Я был убежден, что звуковая и шумовая имитация бури будет противоречить стилю всего нашего спектакля. Для меня сцена бури является высшим моментом философского прозрения Лира, высшей точкой трагедии. Мне казалось, что шумовая имитация дождя, грома, а также световые эффекты молнии отвлекут зрителей,
Настоящая буря разыгрывается лишь в воображении Лира, который страстно взывает к ветру, мечтает, чтобы ветер все смел на своем пути, чтобы дождь затопил всю землю, чтобы в бурных потоках погибло самое зло».
О «Лире», поставленном и сыгранном Михоэлсом, написано много. Сохранились кинофрагменты, рецензии, воспоминания зрителей. Все сошлись во мнении, что такого Лира, такой концепции спектакля еще не было:
«Под звуки церемониального марша торжественно шествуют придворные. Когда все собираются, музыка замолкает. И тогда в полной тишине, откуда-то сбоку, незаметно появляется старый король. Съежившись, запахнувшись в мантию, как в простой плащ, Лир скромно направляется к трону. Он идет, ни на кого не глядя, погруженный в свои думы. Подойдя к трону, замечает взобравшегося туда Шута, ласково берет его за ухо и стаскивает вниз.

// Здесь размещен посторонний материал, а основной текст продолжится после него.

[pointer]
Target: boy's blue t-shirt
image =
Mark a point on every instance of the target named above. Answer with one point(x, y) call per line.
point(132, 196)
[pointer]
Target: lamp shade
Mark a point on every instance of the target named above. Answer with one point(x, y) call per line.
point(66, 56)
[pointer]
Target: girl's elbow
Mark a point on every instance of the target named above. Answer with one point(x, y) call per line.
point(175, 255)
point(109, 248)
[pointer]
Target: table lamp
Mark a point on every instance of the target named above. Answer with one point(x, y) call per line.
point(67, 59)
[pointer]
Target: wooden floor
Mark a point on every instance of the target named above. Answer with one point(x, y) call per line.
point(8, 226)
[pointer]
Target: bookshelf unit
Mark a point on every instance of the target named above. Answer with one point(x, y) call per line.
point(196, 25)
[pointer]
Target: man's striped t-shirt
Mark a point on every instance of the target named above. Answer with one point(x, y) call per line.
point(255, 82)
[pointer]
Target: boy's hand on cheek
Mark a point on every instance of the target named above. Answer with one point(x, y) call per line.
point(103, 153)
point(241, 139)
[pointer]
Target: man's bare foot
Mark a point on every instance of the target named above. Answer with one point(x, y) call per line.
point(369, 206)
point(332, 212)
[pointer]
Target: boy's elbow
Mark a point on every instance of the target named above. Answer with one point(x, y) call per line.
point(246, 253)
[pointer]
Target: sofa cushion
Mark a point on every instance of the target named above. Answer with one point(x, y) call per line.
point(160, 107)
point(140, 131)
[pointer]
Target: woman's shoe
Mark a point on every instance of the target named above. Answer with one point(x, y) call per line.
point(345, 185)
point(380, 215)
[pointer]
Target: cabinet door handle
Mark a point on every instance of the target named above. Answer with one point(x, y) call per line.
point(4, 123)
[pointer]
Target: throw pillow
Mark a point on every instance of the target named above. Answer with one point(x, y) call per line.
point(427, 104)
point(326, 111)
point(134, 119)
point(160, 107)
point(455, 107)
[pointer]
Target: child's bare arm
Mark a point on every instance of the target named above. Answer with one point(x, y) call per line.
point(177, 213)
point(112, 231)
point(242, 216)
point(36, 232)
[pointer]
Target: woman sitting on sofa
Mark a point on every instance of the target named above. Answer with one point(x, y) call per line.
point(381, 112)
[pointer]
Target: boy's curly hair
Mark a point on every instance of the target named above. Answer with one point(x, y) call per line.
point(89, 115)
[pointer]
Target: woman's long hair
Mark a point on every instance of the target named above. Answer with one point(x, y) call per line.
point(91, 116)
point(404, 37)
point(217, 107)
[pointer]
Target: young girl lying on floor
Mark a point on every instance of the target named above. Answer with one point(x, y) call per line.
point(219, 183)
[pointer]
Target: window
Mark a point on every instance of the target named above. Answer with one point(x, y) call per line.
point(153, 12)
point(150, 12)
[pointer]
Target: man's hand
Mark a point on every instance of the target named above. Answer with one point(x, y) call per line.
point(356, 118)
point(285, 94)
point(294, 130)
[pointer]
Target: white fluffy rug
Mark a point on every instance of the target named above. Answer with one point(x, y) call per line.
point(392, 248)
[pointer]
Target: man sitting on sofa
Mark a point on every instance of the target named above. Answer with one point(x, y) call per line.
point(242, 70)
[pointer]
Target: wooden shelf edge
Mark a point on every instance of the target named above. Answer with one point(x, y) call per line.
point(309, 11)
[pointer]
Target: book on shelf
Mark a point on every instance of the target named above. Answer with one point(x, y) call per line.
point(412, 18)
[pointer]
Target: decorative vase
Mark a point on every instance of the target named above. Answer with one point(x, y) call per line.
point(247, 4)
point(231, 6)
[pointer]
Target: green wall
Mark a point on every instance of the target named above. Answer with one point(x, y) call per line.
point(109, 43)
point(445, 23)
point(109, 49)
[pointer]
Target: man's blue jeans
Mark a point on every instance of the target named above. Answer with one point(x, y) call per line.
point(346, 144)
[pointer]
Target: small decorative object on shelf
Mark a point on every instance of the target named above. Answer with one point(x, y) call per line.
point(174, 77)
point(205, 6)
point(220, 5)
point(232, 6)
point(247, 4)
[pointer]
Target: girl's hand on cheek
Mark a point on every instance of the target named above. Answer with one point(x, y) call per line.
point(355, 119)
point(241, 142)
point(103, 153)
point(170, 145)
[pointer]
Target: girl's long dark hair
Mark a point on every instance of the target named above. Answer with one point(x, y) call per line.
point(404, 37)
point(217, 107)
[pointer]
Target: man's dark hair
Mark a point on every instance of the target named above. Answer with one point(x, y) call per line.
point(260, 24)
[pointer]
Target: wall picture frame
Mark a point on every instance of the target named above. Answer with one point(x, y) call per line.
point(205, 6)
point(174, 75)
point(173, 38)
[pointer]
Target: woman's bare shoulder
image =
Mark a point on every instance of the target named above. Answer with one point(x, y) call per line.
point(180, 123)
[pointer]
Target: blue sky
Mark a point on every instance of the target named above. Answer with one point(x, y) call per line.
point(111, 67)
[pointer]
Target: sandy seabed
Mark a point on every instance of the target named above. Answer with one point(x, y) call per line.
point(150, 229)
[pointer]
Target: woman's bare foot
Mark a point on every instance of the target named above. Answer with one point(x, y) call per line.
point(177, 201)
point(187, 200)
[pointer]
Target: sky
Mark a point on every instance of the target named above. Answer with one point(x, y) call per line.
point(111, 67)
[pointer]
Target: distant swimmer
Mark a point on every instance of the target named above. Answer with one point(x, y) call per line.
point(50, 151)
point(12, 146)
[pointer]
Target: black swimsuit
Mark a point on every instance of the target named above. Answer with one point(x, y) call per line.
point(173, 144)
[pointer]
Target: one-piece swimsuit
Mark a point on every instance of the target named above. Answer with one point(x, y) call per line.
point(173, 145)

Только после этого король поднимает глаза и обводит взглядом склоненные головы придворных. Наконец видно его лицо, отрешенное и ласковое, лицо самоуверенного пророка и скептического философа. Тут кончался придворный церемониал и начиналась притча…
Сев на трон, король начинает пересчитывать собравшихся, по-хозяйски тыча в каждого пальцем. Кого-то он пропустил, и счет начинается снова.
Лир безуспешно ищет глазами Корделию и неожиданно находит ее, спрятавшуюся за спинкой трона. Тогда раздается интимный, добрый старческий смешок.
Мудрый и проницательный Лир настолько убежден в абсолютном превосходстве над окружающими, что может позволить себе пренебречь торжественными эффектами. Впрочем, иногда старый король принимает величественные позы, но для того только, чтобы их спародировать, показать, как мало придает им значения…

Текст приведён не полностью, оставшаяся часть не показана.